The performance of these machine learning techniques is compared for two subsystems of Mozilla and two subsystems of Apache Http Server. The results are analyzed to arrive at general conclusions regarding the applicability of the techniques.

The rest of this paper is organized as follows: Sect. 2 presents an overview of related work in bug prediction. Section 3 describes the concept of Entropy of changes. The data extraction algorithm and metrics calculation is explained in Sect. 4. Section 5 describes the regression techniques that have been compared. Results are analyzed in Sect. 6 while Sect. 7 discusses the threats to validity. The study is finally concluded in Sect. 8.

2 Related work

Many Bug Prediction approaches have been developed by distinguished researchers. Mende and Koschke (2009) verified that a trivial defect prediction model such as large files are more prone to bugs performs well when a classic evaluation metric is used, but fails badly when an effort-aware performance metric is used. D’Ambros et al. (2012) have compared the performance of various such techniques. They developed a benchmark for bug prediction that includes process metrics, system metrics and defect history of five open source software projects: Eclipse JDT Core, Eclipse PDE UI, Equinox framework, Mylyn and Apache Lucene. The approaches are evaluated using a binary classification scenario, a ranking-based evaluation and an effort-aware ranking-based evaluation. Also, two effort-aware models were also evaluated and compared with a classical prediction model. Khoshgoftaar et al. (1996) used the number of past modifications to the module to predict bug-prone entities in the software system. It was concluded by them that the number of modifications in the past reliably predict future bugs. Nagappan and Ball (2005) also conducted a study on the influence of code churn or the number of changes to the system on the defect density. Their study was validated for Windows Server 2003 and it was found that relative code churn predicted better than absolute churn. Zhou and Leung (2006) built bug prediction models that could classify bugs according to two levels of severity-high and low. Later, Singh et al. (2010) used machine learning techniques to classify bugs in three severity levels-low, medium and high.

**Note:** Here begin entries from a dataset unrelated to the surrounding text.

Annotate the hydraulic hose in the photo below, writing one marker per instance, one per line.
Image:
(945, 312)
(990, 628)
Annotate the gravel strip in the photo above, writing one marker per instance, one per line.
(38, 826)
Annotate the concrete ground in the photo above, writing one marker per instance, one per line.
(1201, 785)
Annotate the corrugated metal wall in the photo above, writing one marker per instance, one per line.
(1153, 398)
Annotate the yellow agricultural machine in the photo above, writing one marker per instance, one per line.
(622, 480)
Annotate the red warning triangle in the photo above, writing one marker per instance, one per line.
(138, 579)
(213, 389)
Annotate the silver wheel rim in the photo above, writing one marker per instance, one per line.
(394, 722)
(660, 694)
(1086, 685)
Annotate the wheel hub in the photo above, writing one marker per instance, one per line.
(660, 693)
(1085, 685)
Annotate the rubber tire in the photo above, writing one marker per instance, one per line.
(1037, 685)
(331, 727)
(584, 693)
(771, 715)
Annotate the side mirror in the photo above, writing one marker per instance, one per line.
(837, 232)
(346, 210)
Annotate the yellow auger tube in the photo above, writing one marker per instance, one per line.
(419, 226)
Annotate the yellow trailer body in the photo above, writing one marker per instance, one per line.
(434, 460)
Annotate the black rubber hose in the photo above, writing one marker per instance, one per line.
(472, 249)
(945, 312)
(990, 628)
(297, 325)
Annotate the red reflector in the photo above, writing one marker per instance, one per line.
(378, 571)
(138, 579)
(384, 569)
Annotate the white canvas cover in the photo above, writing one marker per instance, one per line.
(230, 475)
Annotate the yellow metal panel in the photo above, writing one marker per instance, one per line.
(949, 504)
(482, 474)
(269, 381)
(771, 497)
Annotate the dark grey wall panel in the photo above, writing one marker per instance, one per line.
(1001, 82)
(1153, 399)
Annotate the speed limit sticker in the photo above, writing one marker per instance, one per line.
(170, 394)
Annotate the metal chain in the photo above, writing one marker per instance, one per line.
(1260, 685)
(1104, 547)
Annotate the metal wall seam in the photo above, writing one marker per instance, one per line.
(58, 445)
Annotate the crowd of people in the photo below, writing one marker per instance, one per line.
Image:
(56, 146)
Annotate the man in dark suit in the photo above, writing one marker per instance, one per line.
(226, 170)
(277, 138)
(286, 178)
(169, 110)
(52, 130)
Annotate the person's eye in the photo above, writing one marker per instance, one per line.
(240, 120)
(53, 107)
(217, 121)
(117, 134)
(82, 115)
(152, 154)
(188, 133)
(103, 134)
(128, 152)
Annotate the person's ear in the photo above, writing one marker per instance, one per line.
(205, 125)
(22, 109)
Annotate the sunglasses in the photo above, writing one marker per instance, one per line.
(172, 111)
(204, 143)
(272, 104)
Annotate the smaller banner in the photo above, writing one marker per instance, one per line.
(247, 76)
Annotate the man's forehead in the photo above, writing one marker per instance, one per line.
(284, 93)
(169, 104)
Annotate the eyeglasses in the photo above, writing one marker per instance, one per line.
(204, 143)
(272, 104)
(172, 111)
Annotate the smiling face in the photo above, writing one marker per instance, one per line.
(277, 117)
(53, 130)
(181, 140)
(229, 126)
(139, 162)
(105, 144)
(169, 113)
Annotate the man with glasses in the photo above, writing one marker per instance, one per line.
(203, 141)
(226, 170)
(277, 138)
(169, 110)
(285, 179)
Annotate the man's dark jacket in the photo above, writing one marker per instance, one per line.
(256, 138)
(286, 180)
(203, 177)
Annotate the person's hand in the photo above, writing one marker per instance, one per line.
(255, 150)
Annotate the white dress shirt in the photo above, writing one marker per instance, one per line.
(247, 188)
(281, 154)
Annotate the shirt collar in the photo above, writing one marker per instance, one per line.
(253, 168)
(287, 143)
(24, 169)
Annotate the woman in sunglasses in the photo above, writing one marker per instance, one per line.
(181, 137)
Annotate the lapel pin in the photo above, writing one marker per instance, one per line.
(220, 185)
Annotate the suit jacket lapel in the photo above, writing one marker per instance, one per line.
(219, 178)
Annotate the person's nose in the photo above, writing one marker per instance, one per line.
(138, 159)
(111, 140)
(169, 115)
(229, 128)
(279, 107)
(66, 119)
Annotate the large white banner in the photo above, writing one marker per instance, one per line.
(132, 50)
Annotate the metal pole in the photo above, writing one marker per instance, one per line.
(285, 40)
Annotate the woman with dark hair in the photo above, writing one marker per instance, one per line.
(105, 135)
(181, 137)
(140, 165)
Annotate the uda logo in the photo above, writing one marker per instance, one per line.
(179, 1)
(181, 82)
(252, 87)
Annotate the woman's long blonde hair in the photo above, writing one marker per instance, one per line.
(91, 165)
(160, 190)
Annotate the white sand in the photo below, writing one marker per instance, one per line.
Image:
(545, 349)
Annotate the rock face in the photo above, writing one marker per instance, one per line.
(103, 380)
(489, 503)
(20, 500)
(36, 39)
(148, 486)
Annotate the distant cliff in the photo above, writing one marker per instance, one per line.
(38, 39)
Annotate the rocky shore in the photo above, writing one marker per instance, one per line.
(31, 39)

A lot of work has been done to determine the best techniques for prediction. Khoshgoftaar et al. (1997) applied neural networks for bug prediction using procedural static code metrics as predictor variables. Thwin and Quah (2005) applied generalized regression neural networks and used object-oriented static code metrics as predictor variables to predict bugs. Kanmani et al. (2007) used object-oriented static code metrics as predictor variables and applied two different kinds of neural network techniques for bug prediction. Menzies et al. (2007) conducted a study that suggested that the category of static source code metrics employed is not as important as the learning algorithm that is used for prediction. They used the datasets from NASA Metrics Data Program (MDP) to conclude this. Their study compared the impact of using various categories of software metrics like Halstead metrics, Lines of code, McCabe complexity metrics with the impact of using various learning algorithms like J48, Naive Bayes and OneR. Tosun et al. (2011) performed a study on bug prediction on embedded software projects using classifier ensembles and found that 70 % defects could be detected. Their study is based on static code metrics. Rodrigues et al. (2013) utilized static code metrics datasets from PROMISE (Menzies et al. 2016) data repository and bug prediction datasets developed by D’Ambros et al. (2012) and suggested an evolutionary subgroup based descriptive approach for defect prediction rather than the precise classification techniques. Malhotra (2014) performed comparative analysis of statistical and machine learning techniques for bug prediction using static code metrics. They found that decision tree method was better than logistic regression and other machine learning techniques. Okutan and Yildiz (2014) applied Bayesian networks in code and process metrics bug prediction and found that there was positive correlation between number of developers and level of defects. Dejaeger et al. (2013) applied fifteen different Bayesian network classifiers in static code metrics based bug prediction and found that they had better comprehensibility than other machine learning techniques. We have presented a brief review of machine learning techniques in bug prediction. There are three noteworthy systematic literature reviews on bug prediction (Catal 2011; Radjenovic et al. 2013; Malhotra 2015). Two significant observations from these reviews are:

  • Most bug prediction studies use static code metrics as predictors or independent variables

  • The dependent or response variable is binary in most bug prediction studies.

There are only a few studies (Afzal and Torkar 2008) where dependent variable is continuous but they use only one technique that is genetic programming.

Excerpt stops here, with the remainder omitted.